Posted on 14 May 2013 by Luke Jones

(This blog brought to you by Atlantic Remodeling. Visit www.atlanticremodeling.com to learn about their Red Cent Guarantee!)

BALTIMORE — With Memorial Day still almost two weeks away, the Orioles appear on the verge of using their 10th starting pitcher of the season as Jair Jurrjens appears to be next in line to take the ball for a shorthanded rotation.

The former Atlanta Braves right-hander will have his contract selected to make his club debut against the Tampa Bay Rays on Saturday afternoon, according to Ken Rosenthal of FOX Sports. Manager Buck Showalter predictably wouldn’t confirm Jurrjens to get the ball, only labeling him as “an option” to make the start.

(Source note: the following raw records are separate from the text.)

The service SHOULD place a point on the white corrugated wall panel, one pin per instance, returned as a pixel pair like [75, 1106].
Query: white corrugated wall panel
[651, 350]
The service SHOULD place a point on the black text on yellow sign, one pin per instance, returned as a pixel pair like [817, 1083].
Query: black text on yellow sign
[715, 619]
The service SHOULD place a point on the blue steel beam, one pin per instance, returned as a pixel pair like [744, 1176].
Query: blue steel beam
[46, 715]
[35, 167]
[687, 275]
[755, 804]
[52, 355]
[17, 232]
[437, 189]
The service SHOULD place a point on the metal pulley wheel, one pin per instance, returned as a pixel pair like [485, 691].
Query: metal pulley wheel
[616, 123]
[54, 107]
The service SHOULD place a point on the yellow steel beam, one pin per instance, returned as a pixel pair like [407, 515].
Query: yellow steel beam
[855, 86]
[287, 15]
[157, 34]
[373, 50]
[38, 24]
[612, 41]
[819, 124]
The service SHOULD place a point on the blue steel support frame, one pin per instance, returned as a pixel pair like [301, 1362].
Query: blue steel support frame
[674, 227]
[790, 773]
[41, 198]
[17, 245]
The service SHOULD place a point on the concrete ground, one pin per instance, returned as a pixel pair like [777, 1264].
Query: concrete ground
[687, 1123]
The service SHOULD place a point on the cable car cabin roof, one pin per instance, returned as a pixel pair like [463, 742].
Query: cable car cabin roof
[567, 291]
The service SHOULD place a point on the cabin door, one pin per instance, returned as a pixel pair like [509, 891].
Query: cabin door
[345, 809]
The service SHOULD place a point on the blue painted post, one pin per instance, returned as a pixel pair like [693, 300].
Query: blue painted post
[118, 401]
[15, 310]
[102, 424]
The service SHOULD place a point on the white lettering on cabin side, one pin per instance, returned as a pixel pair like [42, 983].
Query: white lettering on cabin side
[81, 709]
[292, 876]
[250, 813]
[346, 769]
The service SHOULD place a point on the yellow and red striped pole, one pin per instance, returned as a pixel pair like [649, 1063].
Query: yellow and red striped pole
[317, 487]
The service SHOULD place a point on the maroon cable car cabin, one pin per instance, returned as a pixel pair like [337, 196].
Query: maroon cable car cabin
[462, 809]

Signed to a minor-league contract at the start of spring training, Jurrjens became the obvious candidate when the Orioles elected to recall relief pitcher Alex Burnett to take injured left-handed starter Wei-Yin Chen’s place on the 25-man roster. Right-hander Steve Johnson would have been eligible to be recalled — waiving the 10-day waiting period for being optioned last Saturday — had he been taking the place of a player going to the disabled list.

As part of his agreement upon signing with Baltimore, Jurrjens had a June 15 opt-out clause that allowed him to become a free agent had the club not promoted him to the 25-man roster by then. In seven starts for Triple-A Norfolk, the 27-year-old is 4-1 with a 3.14 ERA in 51 2/3 innings. He has allowed 44 hits, struck out 36, and walked 15 batters in his work with the Tides.

Jurrjens was a National League All-Star just two years ago when he went 13-6 with a 2.96 ERA in 23 starts for Atlanta, but he was demoted to the minor leagues last year as he dealt with a strained groin and finished 3-4 with a 6.89 ERA. In his seventh major league season, Jurrjens has also dealt with knee issues, which was one of the reasons the Orioles opted not to sign the right-hander to a major-league contract this offseason.

The Braves did not offer Jurrjens a contract last offseason as he became a free agent after going 50-36 with a 3.58 ERA in five years with Atlanta.

Chen’s timetable for return unknown

The Orioles officially placed Chen on the DL prior to their series opener with a strained right oblique, which is an injury that could keep him sidelined beyond the 15-day minimum requirement.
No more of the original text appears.